Niet-christelijke bekeringsroman met Bijbelse parallellen
Maria Stahlie is een schrijfster van formaat. Voor haar hele oeuvre ontving ze in 2005 de Annie Romeinprijs en verder heeft ze diverse nominaties voor literaire prijzen en de Multatuliprijs op haar naam staan.
Haar roman ”De middelste dag van het jaar” stond op de longlist van de ECI Literatuurprijs 2017. Het boek zit technisch goed in elkaar en het verhaal dat ze vertelt is boeiend, aangrijpend en licht ironisch. Het taalgebruik laat echter te wensen over.
Het verhaal speelt op 2 juli 2015, de middelste dag van dat jaar. De weerman heeft iedereen vanwege de hittegolf aangeraden zich op deze dag nergens druk om te maken, maar Sylvia Ciecierzky moet uitgerekend op deze dag de ontstellende confrontatie aangaan met haar eigen lauwe leven. Pas als dat tot het laatste partje is afgepeld, komt er ruimte voor heling.
Ogenschijnlijk heeft de Nederlands-Poolse Sylvia, een vitale zestigjarige –want „zestig is het nieuwe achtendertig”–, haar leven in Amsterdam prima op de rails en zo houdt ze dat zelf ook graag. Ze heeft twee huwelijken en twee scheidingen achter de rug waar ze twee dochters aan heeft overgehouden en af en toe beleeft ze een affaire.
Ze voorziet al vijftien jaar in haar onderhoud als vertaalster en als copywriter in de wijnindustrie, koopt geregeld ”liefdadigheidsespadrilles” –schoenen waarbij de aankoop eenzelfde paar voor een kind in een derdewereldland oplevert– en kan het met iedereen prima vinden. Behalve met de theatrale Machteld van Ginniken – maar haar tweede ex-man zou ook een hekel aan haar hebben gehad. Kennelijk is dat voor Sylvia een excuus om haar weerzin tegen deze vrouw te koesteren.
Maar dan is het 2 juli. Sylvia’s eerste ex-man heeft haar een onverwacht voorstel gedaan dat haar hele denken op zijn kop zet: hij wil opnieuw met haar een koppel vormen, Sylvia en Tommy 2.0. Maar zij is volslagen van haar stuk gebracht door dit idee; ze houdt veel liever vast aan haar eigen, zelfgeconstrueerde, veilig voelende bestaan.
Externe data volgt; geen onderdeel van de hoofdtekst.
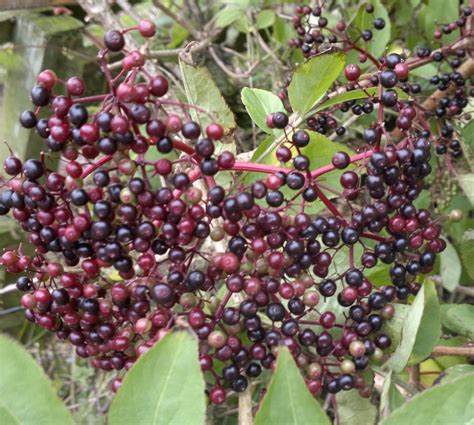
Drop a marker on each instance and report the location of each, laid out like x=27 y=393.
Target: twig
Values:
x=179 y=19
x=228 y=71
x=245 y=406
x=7 y=289
x=452 y=351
Die middag raakt Sylvia tijdens een wandeling in de drukkende hitte bij het graf van haar tweede ex-man verzeild. Daar ontmoet ze een oude bekende van het Griekse eiland waar ze jaren geleden, tijdens haar tweede huwelijk, negen maanden heeft gewoond. Deze Griek, Lucien, gaat gebukt onder een zijns inziens onvergeeflijke zonde die hij tijdens het verblijf van Sylvia en haar man op het eiland heeft begaan.
Door te vertellen over een schuld die zij onlangs zelf op zich heeft geladen probeert Sylvia hem uit te lokken hierover te praten. Haar opzet lukt, maar vervolgens gaat Lucien met haar verhaal aan de haal, waardoor Sylvia niets anders rest dan de erkenning van haar schromelijke tekort.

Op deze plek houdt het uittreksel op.